Burma's junta has refused to allow visiting UN secretary general Ban Ki-moon to meet jailed opposition leader Aung San Suu Kyi. Ban was told of the refusal when he held a second round of talks with military leader general Than Shwe. "I'm deeply disappointed," he told reporters.
Suu Kyi's trial on charges of breaking the terms of her house arrest was postponed again on Friday. Ban said Than Shwe had told him during their 30-minute meeting, in the remote administrative capital Nay Pyi Taw, that Suu Kyi was on trial and he did not want to interfere with the judicial process. The UN leader later left for Burma's main city, Rangoon.

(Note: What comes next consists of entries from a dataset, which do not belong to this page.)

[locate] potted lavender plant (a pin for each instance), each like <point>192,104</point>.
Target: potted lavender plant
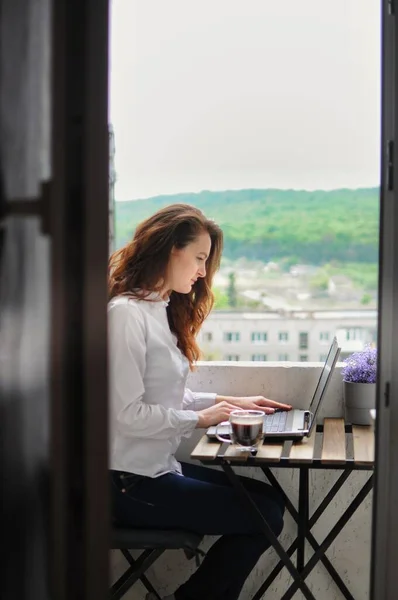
<point>359,380</point>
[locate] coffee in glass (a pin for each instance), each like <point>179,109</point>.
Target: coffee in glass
<point>246,429</point>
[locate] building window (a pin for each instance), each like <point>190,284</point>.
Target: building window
<point>231,336</point>
<point>355,334</point>
<point>231,357</point>
<point>259,357</point>
<point>303,341</point>
<point>259,337</point>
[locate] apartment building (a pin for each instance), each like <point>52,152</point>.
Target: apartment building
<point>285,336</point>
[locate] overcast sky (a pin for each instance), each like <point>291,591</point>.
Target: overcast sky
<point>233,94</point>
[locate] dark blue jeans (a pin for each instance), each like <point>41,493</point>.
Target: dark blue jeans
<point>203,501</point>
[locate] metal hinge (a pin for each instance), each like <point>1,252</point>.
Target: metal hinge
<point>31,207</point>
<point>390,166</point>
<point>387,394</point>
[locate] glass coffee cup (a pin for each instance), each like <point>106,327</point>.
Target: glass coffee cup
<point>245,429</point>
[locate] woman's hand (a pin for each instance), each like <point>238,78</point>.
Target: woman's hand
<point>254,403</point>
<point>215,414</point>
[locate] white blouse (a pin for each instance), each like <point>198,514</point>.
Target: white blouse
<point>150,407</point>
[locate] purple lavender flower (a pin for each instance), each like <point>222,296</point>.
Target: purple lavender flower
<point>361,367</point>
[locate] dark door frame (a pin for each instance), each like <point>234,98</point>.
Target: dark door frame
<point>79,229</point>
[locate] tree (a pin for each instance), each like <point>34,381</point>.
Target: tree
<point>231,291</point>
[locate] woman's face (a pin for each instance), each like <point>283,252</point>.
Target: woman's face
<point>187,264</point>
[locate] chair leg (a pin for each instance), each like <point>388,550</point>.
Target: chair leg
<point>144,579</point>
<point>133,573</point>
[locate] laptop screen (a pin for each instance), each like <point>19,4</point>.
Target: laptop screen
<point>324,379</point>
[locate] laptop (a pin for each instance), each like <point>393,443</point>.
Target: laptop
<point>296,423</point>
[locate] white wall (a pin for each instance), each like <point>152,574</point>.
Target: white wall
<point>350,554</point>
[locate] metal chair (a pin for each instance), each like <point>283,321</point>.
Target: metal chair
<point>153,542</point>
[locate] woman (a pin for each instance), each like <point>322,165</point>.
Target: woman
<point>160,294</point>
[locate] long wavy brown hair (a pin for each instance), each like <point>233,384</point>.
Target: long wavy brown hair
<point>140,266</point>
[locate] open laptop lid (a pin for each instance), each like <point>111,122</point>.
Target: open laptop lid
<point>323,382</point>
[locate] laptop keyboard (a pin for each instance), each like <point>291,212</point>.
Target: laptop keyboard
<point>276,422</point>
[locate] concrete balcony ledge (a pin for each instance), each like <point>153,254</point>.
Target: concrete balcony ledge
<point>291,382</point>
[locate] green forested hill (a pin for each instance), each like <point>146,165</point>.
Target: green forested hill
<point>311,227</point>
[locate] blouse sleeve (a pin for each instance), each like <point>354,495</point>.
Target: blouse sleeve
<point>198,400</point>
<point>127,362</point>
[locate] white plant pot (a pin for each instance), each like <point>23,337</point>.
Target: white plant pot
<point>359,398</point>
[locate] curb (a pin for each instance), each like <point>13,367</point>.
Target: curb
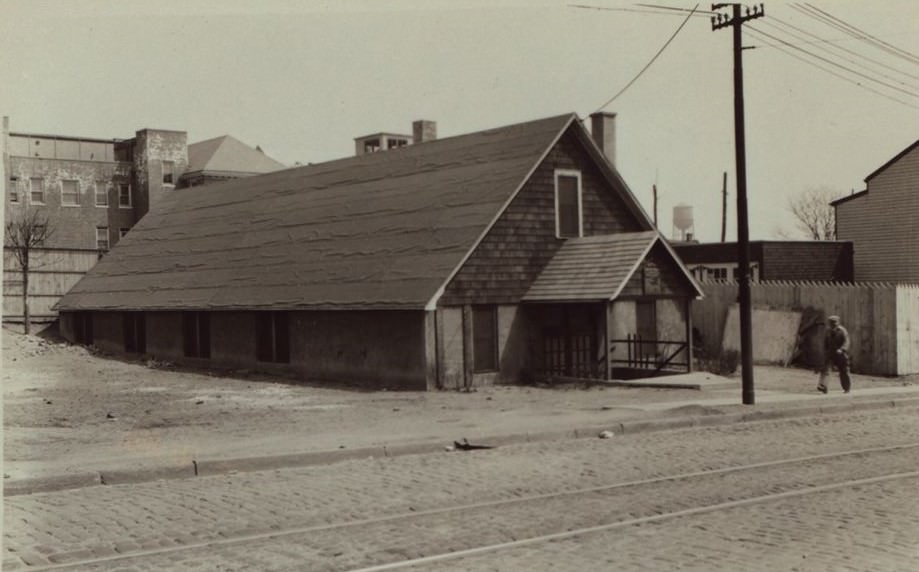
<point>205,468</point>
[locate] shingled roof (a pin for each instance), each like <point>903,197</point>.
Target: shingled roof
<point>592,268</point>
<point>227,154</point>
<point>377,231</point>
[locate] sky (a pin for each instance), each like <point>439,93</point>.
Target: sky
<point>826,105</point>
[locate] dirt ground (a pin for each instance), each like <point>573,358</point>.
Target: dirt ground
<point>66,410</point>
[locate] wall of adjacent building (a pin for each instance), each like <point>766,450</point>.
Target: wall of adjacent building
<point>882,223</point>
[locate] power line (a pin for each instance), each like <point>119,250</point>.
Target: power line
<point>832,72</point>
<point>904,53</point>
<point>829,20</point>
<point>658,12</point>
<point>844,58</point>
<point>838,47</point>
<point>659,52</point>
<point>850,70</point>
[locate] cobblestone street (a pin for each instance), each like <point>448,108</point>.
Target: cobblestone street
<point>316,518</point>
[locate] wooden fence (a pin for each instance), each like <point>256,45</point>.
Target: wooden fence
<point>882,318</point>
<point>55,272</point>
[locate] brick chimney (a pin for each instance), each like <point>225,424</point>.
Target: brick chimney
<point>603,130</point>
<point>424,130</point>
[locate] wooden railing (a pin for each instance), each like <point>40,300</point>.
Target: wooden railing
<point>650,354</point>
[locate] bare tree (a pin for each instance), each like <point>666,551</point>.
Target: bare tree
<point>23,235</point>
<point>813,214</point>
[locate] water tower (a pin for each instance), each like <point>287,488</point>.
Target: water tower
<point>683,229</point>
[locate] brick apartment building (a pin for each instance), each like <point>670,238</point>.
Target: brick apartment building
<point>92,192</point>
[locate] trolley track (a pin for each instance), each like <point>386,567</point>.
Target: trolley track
<point>406,539</point>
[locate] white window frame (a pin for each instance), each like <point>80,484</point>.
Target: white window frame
<point>32,191</point>
<point>97,194</point>
<point>558,227</point>
<point>14,191</point>
<point>77,183</point>
<point>170,172</point>
<point>130,196</point>
<point>108,242</point>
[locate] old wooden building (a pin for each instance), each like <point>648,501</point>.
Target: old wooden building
<point>881,221</point>
<point>484,258</point>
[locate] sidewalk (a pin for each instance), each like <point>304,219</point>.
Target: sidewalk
<point>72,419</point>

Ban had a two-hour meeting with Than Shwe on Friday. Ban said he had been assured elections planned for 2010 would be "held in a fair, free and transparent manner".
Suu Kyi, a Nobel Peace laureate, has spent much of the past two decades in prison or under house arrest. She was transferred from house arrest to prison in May after an American man swam to her lakeside house. She faces up to five years in jail if convicted.
Next year's elections are part of the military government's "roadmap to democracy" but critics say they will be a sham designed to strengthen the generals' four-decade grip on power.
Opposition activists say Suu Kyi's trial is designed to keep her out of the way until after the elections.